There’s a new keyboard option for iOS: Gboard from Google. Remarkably, Google released it on iOS before Android, possibly because Google exercises much more control over the keyboard that’s part of Android. (For the record, and have at me with virtual sticks, I prefer the default Android 6 keyboard on my Moto G to the default iOS one.)
You can read elsewhere about the keyboard’s features. I tested it out and adopted it almost immediately to replace Swype, which I’d found increasingly driving me to distraction. (It doesn’t seem to know a lot of words I use commonly, and it wasn’t improving over time after a few initial gains.)
But a strong public reaction didn’t arise about the keyboard’s predictive word suggestions, emoji matching, and swipe tracking. In order to handle your keystrokes, any alternate input app has to be able to process them to send to iOS. The keyboards I’ve tried that have a networked component for improving or enhancing results also work if you disable it.
When you enable Allow Full Access for a keyboard (Settings > General > Keyboards, select a keyboard), Apple offers a frank description of the risk, although it’s rather alarming, as you can see above. Apple could have somewhat more granular restrictions, but for the last two iOS releases, it’s all or nothing.
With Google involved, many people expressed joking or serious concern that Gboard might give the search company even more information about their personal behavior.
Is it risky to give Google—or any company—access to all your keystrokes? Sure. But you can dig into two related aspects: what a company says it will do with your keystrokes, and which keystrokes you choose to tap into that keyboard.
Reading the fine print
Google has a short and crisp privacy statement about Gboard—you can find it under the Search History and Privacy section, tap Privacy. Google says it only sends the searches you perform by tapping the G icon, which makes sense: Obviously it needs the text of the search to perform it. You can also wipe the search history from Gboard at will.
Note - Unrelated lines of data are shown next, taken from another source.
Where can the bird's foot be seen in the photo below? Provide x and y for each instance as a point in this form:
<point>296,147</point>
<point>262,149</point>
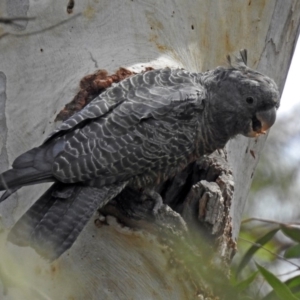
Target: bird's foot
<point>157,199</point>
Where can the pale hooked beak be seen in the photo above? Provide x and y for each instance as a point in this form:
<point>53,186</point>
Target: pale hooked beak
<point>262,121</point>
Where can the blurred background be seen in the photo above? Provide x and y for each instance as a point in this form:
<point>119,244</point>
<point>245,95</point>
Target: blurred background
<point>275,192</point>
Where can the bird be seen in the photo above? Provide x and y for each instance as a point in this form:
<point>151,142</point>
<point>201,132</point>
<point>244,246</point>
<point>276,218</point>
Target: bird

These searches don’t sync with other Google products you use, so you won’t see them appear elsewhere.
The leaky-soup test
That policy is fine, but I put it to the test by intercepting data sent from my iPhone to the Internet. I set up Internet Sharing to share my Mac’s Wi-Fi connection, then I connected my iPhone to that software base station. I then ran a network packet sniffer in OS X that let me capture all the Internet connections originating from the iPhone.
Because Google encrypts almost everything by default—more on that “almost” in a moment—I couldn’t see what iOS was sending to Google nor the responses. I’d need to insert a packet sniffer in iOS to see data before it was packaged in an encrypted https session, and that’s not possible without a jailbreak, if even then.
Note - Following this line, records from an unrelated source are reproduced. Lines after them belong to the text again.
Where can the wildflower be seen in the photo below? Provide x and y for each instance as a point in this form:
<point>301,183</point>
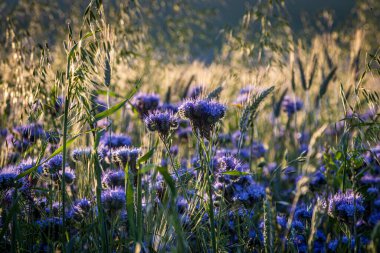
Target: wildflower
<point>145,103</point>
<point>113,200</point>
<point>79,210</point>
<point>8,177</point>
<point>126,155</point>
<point>162,122</point>
<point>31,132</point>
<point>69,176</point>
<point>53,165</point>
<point>333,245</point>
<point>52,137</point>
<point>202,114</point>
<point>181,205</point>
<point>115,141</point>
<point>51,226</point>
<point>290,106</point>
<point>114,178</point>
<point>169,107</point>
<point>317,180</point>
<point>343,206</point>
<point>195,92</point>
<point>81,154</point>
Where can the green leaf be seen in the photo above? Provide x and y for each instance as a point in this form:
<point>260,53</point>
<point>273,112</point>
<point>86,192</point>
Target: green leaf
<point>116,107</point>
<point>56,152</point>
<point>168,179</point>
<point>235,173</point>
<point>148,155</point>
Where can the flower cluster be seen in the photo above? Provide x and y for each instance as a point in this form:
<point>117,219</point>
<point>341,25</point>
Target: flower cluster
<point>145,103</point>
<point>162,122</point>
<point>202,114</point>
<point>343,206</point>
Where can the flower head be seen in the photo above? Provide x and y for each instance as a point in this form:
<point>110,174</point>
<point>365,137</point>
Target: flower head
<point>8,176</point>
<point>81,154</point>
<point>115,141</point>
<point>31,132</point>
<point>145,103</point>
<point>113,199</point>
<point>114,178</point>
<point>124,155</point>
<point>54,164</point>
<point>290,106</point>
<point>343,206</point>
<point>162,122</point>
<point>202,114</point>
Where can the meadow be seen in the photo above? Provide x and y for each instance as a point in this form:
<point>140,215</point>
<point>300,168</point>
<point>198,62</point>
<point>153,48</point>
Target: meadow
<point>115,140</point>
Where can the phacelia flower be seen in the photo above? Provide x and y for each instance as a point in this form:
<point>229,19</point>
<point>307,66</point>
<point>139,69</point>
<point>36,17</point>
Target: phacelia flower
<point>113,200</point>
<point>69,176</point>
<point>31,132</point>
<point>202,114</point>
<point>343,206</point>
<point>53,165</point>
<point>80,210</point>
<point>126,155</point>
<point>8,176</point>
<point>161,122</point>
<point>115,141</point>
<point>81,154</point>
<point>195,92</point>
<point>114,178</point>
<point>291,105</point>
<point>145,103</point>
However, I could test typing in Gboard, and see that no data was being sent at all between iOS and the Internet while I typed. I could then tap the G icon and perform searches, and watch data get sent back and forth.
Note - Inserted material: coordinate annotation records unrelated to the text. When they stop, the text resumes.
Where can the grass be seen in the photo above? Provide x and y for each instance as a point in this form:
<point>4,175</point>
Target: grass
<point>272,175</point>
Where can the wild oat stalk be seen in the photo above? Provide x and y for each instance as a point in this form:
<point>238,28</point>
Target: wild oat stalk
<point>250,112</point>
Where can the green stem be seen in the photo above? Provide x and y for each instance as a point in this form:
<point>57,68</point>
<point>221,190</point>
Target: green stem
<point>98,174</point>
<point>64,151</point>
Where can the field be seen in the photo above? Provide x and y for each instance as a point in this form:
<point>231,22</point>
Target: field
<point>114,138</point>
That “almost” I mentioned above? All the traffic was encrypted with one odd exception. Gboard can provide suggestions for GIFs to insert, too, including animated ones. When I tapped the “restaurants near me” suggestion in Gboard’s search area, Gboard requested one image in the clear: I believe it’s an American-style Chinese dish of fried glazed chicken and crispy noodles on top of vegetables.
A reverse image search on Tineye confirmed that it’s a photo from Panda Express used on a site promoting downtown Chicago. Since I live in Seattle and the nearest Panda Express is several miles away, I’m completely confused.
That’s a leak of information outside of encryption that someone on an open network, such as Wi-Fi at a coffeeshop, could intercept, and discern some information about your habits. The search query itself wasn’t revealed; just this image request to show a preview.
After this article was published, Google’s project manager looked into the issue, agreed it needed to be changed, and GBoard was updated to retrieve these “near you” image previews via https. I tested and confirmed the change was implemented.
Be selective in what you type
The second part of my formulation is that you can choose what you type on a keyboard. For certain kinds of data entry in iOS, notably passwords, Apple automatically switches away from any third-party keyboard, and only lets you use a built-in one. (It has a few that have minor variants that depend on the kind of entry.)
I use sometimes use iCloud Keychain to drop in credit-card numbers and passwords in Safari, although I turn to 1Password more often for the same via a Sharing sheet in Safari, integration in other apps, and copy-and-paste from the 1Password app. Since I never tap in that information on a keyboard, it’s never sent to a third-party alternative input app.
You could make a similar choice without using iCloud Keychain or 1Password by switching to Apple’s built-in keyboard whenever you need to enter private or sensitive data. For most of us, it’s much more rare that we’re tapping in something secret, especially in iOS, than performing general searches, writing email, or sending texts and tweets.
I don’t get too worked up about third-party keyboards from major firms like Google and Microsoft, or well-known, long-established companies like Smile, which has a TextExpander app with a keyboard option. And if you have any concerns about sending your data, Apple doesn’t opt you in: the Allow Full Access switch is always off by default when you add a keyboard.